By John Leonhardt
Eastbay Team Sales Staff Writer
Not even 44 years as a D1 head coach can slow down Texas baseball coach Augie Garrido. The 2014 season saw Garrido lead his Texas squad to Omaha, Nebraska – the annual home of the College World Series – for the eighth time. It was his 15th trip overall as coach.
The equation is simple: Garrido equals wins. His 1,917 career victories make him the all-time wins leader in NCAA baseball history, across all levels. He's also been crowned national champion five times – three with Cal State Fullerton and two with Texas. So how did the Vallejo, California, native develop and grow through the years to become what he is today? It was a lot of baseball, and a lot of baseball people.
"My dad, of course, was a major influence," says Garrido. "He was a fastpitch softball player and coach. I was always in his hip pocket, so he was my early mentor. The most significant thing that happened to me was as a young child, I grew pretty early, and then I just stopped. I hit a spot where I didn't even make the team in high school or American Legion my junior year. There were many similar situations to follow, and they all became important in developing the mentality that became instrumental in forging an attitude to be successful. To do the best I could.
"I also took a lot from coach Rod Dedeaux. Most coaches were very military type. Dedeaux was fun-loving. I thought everybody had to be very military type, and I saw him and he was a fun-loving person and a very successful coach. He brought a lot of balance and taught me that you can make this fun and exciting."
In 1997, Garrido made the jump from the West Coast to become the head coach at Texas as the successor to Cliff Gustafson, who held that role for the previous 29 years. Gustafson led Texas to 22 conference titles, 11 conference tournament championships, and two College World Series championships. Needless to say, Garrido had big shoes to fill, but the program never wavered or missed a beat.
"The biggest challenge I had was recognizing the environment I was in, and then making adjustments to be able to function within that environment. It was a complete 180 from Cal State Fullerton. I had to face this challenge to see how good I really was. You think you're good, but you've only been in one environment. If you're really good, you can do it somewhere else. Texas is the most challenging and rewarding environment to be in. I had to make a lot of adjustments. We were finally able to break through in 2000 and make it to Omaha. We really took off from there. Sports Illustrated named us the top Division 1 baseball team for the decade because we ran off 10 years of highly successful seasons."

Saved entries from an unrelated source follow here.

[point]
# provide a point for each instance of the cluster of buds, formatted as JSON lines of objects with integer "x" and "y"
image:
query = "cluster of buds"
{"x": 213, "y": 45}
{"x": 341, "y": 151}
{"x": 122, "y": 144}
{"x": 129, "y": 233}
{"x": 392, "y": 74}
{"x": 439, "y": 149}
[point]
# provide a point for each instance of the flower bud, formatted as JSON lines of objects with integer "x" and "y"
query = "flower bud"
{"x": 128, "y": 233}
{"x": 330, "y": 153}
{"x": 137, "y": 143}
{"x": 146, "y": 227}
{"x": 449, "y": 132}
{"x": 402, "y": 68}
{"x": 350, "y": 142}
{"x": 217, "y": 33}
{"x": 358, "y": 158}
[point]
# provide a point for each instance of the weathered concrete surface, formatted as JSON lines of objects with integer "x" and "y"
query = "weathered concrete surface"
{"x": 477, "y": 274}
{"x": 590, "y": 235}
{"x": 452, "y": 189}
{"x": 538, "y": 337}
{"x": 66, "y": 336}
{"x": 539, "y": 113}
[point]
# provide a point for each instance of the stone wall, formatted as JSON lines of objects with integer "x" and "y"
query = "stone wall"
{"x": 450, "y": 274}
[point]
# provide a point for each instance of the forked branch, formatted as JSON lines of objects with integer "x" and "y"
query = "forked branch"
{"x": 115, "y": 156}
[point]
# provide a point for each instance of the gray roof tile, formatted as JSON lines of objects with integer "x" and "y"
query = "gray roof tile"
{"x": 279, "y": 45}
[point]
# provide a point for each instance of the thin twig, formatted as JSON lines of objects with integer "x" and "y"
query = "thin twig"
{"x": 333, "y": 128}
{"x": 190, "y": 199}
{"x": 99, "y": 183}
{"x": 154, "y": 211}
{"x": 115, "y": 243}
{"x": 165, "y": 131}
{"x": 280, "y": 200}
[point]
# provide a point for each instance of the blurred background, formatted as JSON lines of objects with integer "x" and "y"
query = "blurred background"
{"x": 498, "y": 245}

To build the team-of-the-decade type program, the career wins leader has a specific type of player he wants to bring to campus.
"We go quickly to their academic progress after they've been identified as a potential Division 1 player at Texas. We look at the transcripts to see what their full academic history is like. Then we start looking at them personally. What kind of work ethic do they have? Who do they associate with? Are they with the right people?"
Once these athletes meet Garrido's criteria, it's time to get to campus and get to work.
"When we start practicing, I want them to focus on competing, and we want to do that at game speed. I want them to fulfill the goals in practice that they would apply to playing a game. We focus on what we want to become, and the only way to do that is through practice."